- Shukla in 2024
- Born: 6 July 2010 (age 15) Nashik, Maharashtra, India
- Parents: Nitin Shukla (father); Meenal Shukla (mother);

= Aaryan Nitin Shukla =

Indian mental calculator

Aaryan Shukla (born 6 July 2010) is one of the leading mental calculator representing India in the international competitions. He is practicing Mental Math and Calculation since the age of 6 years.

Aaryan has won the Mental Calculation World Cup in 2022 in Germany at the age of 12. Aaryan successfully defended his title in 2024 by winning Mental Calculation World Cup for the 2nd time. He has also won many international titles in the past and created multiple world records including 9 Guinness World Records (GWR) in various disciplines of mental calculation.

Aaryan is board member of the Global Mental Calculators Association.
== Career ==
Shukla won the 2022 Mental Calculation World Cup at the age of 12 years old, setting event records in multiplication and square roots in the process. Additionally, during the record attempts portion of the event, he broke the organizer's record for division and multiplied two 20-digit numbers together in 1 minute and 45 seconds.

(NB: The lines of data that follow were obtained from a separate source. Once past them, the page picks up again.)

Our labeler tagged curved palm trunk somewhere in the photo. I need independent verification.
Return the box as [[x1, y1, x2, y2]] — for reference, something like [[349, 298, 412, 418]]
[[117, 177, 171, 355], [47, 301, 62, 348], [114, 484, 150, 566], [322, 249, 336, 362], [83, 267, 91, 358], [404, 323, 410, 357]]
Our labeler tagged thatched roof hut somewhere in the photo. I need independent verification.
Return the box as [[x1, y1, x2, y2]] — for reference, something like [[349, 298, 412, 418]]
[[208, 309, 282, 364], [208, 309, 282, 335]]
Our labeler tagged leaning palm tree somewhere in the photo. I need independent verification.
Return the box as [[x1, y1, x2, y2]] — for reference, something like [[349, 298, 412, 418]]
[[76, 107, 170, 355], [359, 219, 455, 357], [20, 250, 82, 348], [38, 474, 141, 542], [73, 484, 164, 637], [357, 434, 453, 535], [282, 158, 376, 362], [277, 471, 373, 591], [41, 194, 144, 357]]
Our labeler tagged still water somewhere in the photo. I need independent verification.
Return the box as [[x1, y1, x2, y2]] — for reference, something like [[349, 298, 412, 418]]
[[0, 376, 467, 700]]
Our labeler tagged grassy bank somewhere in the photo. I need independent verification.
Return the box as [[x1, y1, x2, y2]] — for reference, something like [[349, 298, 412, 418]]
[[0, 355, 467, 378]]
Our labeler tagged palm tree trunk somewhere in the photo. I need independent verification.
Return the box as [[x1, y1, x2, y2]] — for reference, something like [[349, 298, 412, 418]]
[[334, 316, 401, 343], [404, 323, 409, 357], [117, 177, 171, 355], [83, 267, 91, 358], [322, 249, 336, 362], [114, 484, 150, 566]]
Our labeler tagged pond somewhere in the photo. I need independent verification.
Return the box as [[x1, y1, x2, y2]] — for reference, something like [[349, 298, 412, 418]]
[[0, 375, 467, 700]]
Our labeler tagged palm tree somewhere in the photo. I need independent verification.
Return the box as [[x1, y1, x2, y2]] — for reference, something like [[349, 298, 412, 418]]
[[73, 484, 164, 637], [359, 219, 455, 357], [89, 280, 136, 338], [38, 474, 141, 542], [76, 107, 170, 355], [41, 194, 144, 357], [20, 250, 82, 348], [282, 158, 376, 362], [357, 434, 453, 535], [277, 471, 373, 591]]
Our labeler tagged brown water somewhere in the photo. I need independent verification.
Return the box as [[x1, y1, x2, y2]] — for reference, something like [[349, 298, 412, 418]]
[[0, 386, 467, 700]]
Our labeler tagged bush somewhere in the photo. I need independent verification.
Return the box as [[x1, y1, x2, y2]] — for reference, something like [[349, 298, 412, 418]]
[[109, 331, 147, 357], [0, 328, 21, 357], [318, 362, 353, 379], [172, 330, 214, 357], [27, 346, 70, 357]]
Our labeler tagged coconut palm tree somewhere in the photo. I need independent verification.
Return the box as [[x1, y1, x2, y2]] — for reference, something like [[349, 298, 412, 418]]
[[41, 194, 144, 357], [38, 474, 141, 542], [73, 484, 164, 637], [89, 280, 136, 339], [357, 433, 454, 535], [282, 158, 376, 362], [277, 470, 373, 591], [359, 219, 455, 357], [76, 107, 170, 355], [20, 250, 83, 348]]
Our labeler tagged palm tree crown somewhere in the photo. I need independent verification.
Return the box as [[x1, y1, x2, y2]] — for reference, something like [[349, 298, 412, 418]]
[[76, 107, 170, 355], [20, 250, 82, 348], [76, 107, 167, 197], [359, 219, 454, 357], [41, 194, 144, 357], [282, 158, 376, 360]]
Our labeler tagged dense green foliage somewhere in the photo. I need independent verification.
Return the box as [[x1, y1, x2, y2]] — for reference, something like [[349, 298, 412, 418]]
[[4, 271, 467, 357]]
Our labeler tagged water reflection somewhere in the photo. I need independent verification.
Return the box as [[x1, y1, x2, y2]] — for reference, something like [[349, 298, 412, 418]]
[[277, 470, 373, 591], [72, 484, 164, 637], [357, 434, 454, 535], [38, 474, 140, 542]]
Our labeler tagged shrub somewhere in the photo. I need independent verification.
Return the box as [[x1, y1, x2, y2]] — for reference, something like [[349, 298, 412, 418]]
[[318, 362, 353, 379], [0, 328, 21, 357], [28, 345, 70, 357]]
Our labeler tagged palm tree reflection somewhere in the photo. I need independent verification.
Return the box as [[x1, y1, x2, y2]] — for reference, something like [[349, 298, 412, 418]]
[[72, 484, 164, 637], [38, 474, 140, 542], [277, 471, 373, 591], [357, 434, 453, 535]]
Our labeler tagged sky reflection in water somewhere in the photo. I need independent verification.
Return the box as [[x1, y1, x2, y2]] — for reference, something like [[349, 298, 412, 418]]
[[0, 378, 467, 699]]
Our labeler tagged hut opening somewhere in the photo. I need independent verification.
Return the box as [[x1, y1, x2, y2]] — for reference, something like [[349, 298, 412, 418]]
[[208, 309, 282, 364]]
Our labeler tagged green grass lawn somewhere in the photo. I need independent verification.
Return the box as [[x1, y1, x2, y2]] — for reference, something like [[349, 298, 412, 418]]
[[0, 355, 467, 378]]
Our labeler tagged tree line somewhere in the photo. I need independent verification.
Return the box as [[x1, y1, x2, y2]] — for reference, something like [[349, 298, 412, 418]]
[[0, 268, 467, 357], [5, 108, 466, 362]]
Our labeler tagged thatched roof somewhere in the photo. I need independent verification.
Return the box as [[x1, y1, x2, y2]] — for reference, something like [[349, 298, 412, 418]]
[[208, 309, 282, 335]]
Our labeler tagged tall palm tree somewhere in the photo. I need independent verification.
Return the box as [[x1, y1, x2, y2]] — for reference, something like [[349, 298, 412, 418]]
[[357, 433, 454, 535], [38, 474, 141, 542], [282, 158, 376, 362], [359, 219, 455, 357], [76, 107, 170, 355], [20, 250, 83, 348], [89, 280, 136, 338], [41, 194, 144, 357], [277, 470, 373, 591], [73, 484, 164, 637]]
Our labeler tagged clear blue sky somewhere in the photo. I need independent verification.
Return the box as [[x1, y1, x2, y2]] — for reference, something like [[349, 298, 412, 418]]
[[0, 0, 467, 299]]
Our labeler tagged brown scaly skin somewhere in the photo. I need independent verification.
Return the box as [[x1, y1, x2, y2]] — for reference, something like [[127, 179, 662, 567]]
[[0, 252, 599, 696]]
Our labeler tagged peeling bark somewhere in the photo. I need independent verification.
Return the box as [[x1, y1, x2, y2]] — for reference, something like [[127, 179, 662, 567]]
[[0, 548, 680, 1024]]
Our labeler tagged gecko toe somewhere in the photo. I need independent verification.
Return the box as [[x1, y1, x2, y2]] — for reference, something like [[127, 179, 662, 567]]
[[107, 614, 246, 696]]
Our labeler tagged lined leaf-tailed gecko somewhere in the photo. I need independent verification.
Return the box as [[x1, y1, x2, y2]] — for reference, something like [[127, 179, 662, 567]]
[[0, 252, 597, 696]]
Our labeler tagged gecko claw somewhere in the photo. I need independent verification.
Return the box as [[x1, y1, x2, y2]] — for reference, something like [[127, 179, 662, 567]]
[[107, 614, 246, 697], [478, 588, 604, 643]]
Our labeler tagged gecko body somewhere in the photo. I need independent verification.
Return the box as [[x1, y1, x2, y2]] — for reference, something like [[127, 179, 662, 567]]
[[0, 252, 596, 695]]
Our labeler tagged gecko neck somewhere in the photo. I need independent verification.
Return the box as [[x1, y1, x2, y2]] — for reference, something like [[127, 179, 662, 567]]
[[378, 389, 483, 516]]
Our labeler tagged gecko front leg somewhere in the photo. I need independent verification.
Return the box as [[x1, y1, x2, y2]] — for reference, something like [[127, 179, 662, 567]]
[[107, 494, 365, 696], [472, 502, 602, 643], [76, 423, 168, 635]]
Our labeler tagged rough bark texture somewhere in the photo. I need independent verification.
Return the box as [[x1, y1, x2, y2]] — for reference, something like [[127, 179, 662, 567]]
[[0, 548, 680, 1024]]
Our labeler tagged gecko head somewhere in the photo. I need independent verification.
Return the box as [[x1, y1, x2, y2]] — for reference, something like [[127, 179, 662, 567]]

Shukla returned to the Mental Calculation World Cup in 2024, winning the event for a second consecutive time, while winning all five categories and scoring more points per category than any prior competitor. Additionally, he set the following records during the event:

1. Mental Calculation World Cup calendar date record (answered all 100 dates given correctly in 1 minute)
2. Mental Calculation World Cup multiplication record (breaking his prior record)
3. Mental Calculation World Cup square roots record (breaking his prior record) (answered all 90 problems given with 86 correct and 4 incorrect)
4. World record for addition (addition of 10 10-digit numbers, with an average time of 7.808 seconds over 10 questions)
5. World record for square roots (square root of 6-digit numbers to 8 significant digits, with an average time 33.78 seconds over 10 questions)

Shukla also became the youngest winner at the Mind Sport Olympiad Mental Calculation World Championship in 2021, before finishing as runner-up twice. He also finished as runner-up in Season 1 of Calculation League.

In 2023 and 2024, Shukla gave televised Flash Anzan performances in Russia and Italy, the latter earning him a Guinness World Record in addition.

In late 2024, Shukla set six new Guinness World records in a single day – three related to Flash Anzan, two related to multiplication, and one related to division – in a showcase event in Dubai.